There's still a bar in the center, dividing the purple-walled steakhouse room from the mauve-and-gray Chinese restaurant (at some point, Su hopes to add sushi to the operation). Suki's Chinese half brings out all the standard Chinese-American dishes: orange beef and lemon chicken, moo-shu pork and shrimp lo mein, Happy Family Reunion and Triple Delight. It all comes out of the kitchen hot and fresh-tasting but not too spicy; even the peppery Szechwan beef is a little bland. The portions are beyond generous, but the Chinese dining room seems somber and even a shade depressing -- things are louder and livelier over in the steakhouse dining room.

With six teppan-yaki grills, the show room is far more alluring -- even during the lunch hour, when such featured chefs as Martin Tonster perform only an abbreviated version of the teppan-yaki show ("Come back at night," Martin advised. "The show much better.")
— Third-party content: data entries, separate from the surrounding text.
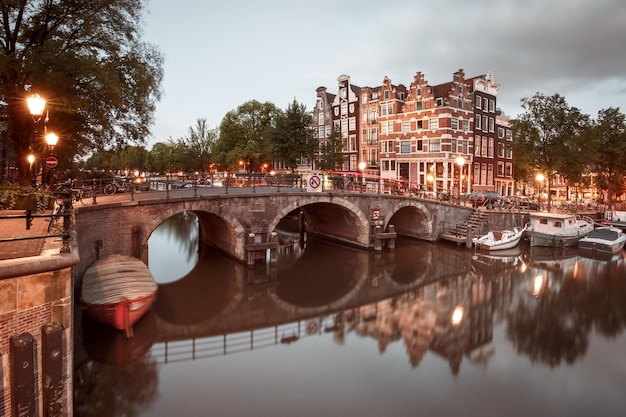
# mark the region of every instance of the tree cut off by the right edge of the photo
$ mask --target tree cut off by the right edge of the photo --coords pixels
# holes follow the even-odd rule
[[[619,108],[598,112],[591,128],[595,149],[592,170],[598,174],[598,185],[608,190],[608,205],[613,209],[613,196],[624,184],[626,175],[626,121]]]

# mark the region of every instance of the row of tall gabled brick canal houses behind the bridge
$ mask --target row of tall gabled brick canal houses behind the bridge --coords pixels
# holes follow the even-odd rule
[[[408,88],[388,77],[377,87],[358,87],[348,75],[337,81],[336,94],[317,89],[313,127],[320,146],[341,131],[342,171],[431,192],[514,194],[509,118],[496,105],[492,73],[465,78],[460,69],[431,86],[417,72]]]

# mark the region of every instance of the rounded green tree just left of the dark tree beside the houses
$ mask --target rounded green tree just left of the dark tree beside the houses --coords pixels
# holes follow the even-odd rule
[[[253,168],[269,160],[272,156],[270,130],[279,111],[272,103],[252,100],[226,113],[215,143],[218,164],[229,169],[243,160]]]

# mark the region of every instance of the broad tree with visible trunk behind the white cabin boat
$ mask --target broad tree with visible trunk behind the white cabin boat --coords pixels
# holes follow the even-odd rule
[[[587,153],[589,144],[584,137],[589,126],[588,116],[570,107],[558,94],[548,97],[536,93],[531,98],[523,98],[522,108],[525,112],[511,121],[516,164],[526,164],[520,169],[544,173],[548,190],[556,173],[567,172],[574,177],[574,166],[581,173],[584,164],[571,161]],[[550,201],[548,192],[548,211]]]

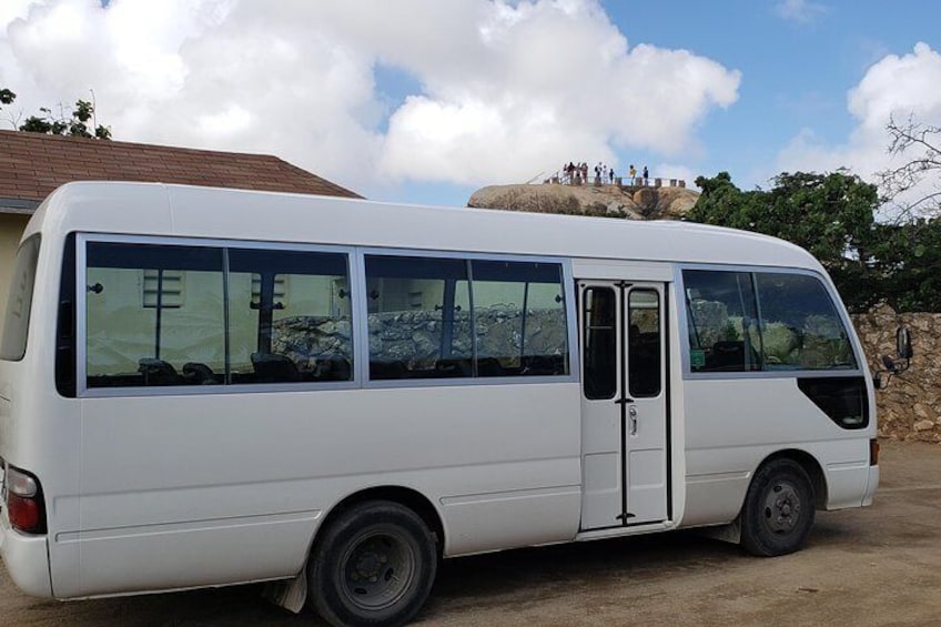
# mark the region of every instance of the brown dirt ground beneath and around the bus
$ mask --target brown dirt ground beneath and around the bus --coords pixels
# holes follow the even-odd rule
[[[678,533],[445,562],[419,625],[939,625],[941,446],[882,444],[864,509],[818,513],[771,559]],[[0,569],[0,625],[321,625],[255,586],[74,603],[32,599]]]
I thought it was only fair to bring my two goddaughters, ages 11 and 9, to Suki, since I flatly refuse to succumb to their choice of dinner theater: Chuck E. Cheese's, where the noise of kids, the animatronic floorshow and the arcade games gives me an immediate migraine. I knew the food at the Japanese steakhouse might throw the children for a loop (one of the girls refuses to touch vegetables, let alone eat them), but at least the chef's hijinks would be amusing.

I was right about that part. But they also found the communal experience of the meal to be totally alien. When we arrived, all but a few chairs around one of the blond wood counters were occupied. Everyone was laughing, smoking, drinking and conversing as if we had stumbled upon a private party.

"Do these people all know each other?" asked the 9-year-old.

As it happened, no. But this kind of dining, where the chef cooks everyone's meal at about the same time, encourages a convivial atmosphere. Like passengers on a cruise ship, we soon found ourselves chatting with total strangers. I spent much of the meal trying to figure out who was with whom (and why) -- that is, when I wasn't cajoling the kids to take at least an exploratory sip from the plastic bowl of pale yellow Japanese onion soup (named for the bits of scallion floating on the surface; the soup actually tasted like bland chicken bouillon). Or taste a salad drenched in a red ginger dressing that the 11-year-old accurately pointed out "was the exact same color as the blood in Nightmare on Elm Street."

The younger girl, a more adventurous eater than her sister, did taste the salad and announced: "Man, that stuff is strong." I liked the gingery dressing, but judging by the other uneaten salads left sitting on the counter, I'd say the kid had the majority opinion.

Suki's teppan-yaki dinners include the watery soup, the bracing salad, steamed rice and a crisp medley of grilled mushrooms, zucchini and onion. Fried rice, prepared in front of our eyes with chopped carrot, peas and grilled egg ("Bad chicken!"), costs a buck more but is well worth it, if only for the flashy preparation.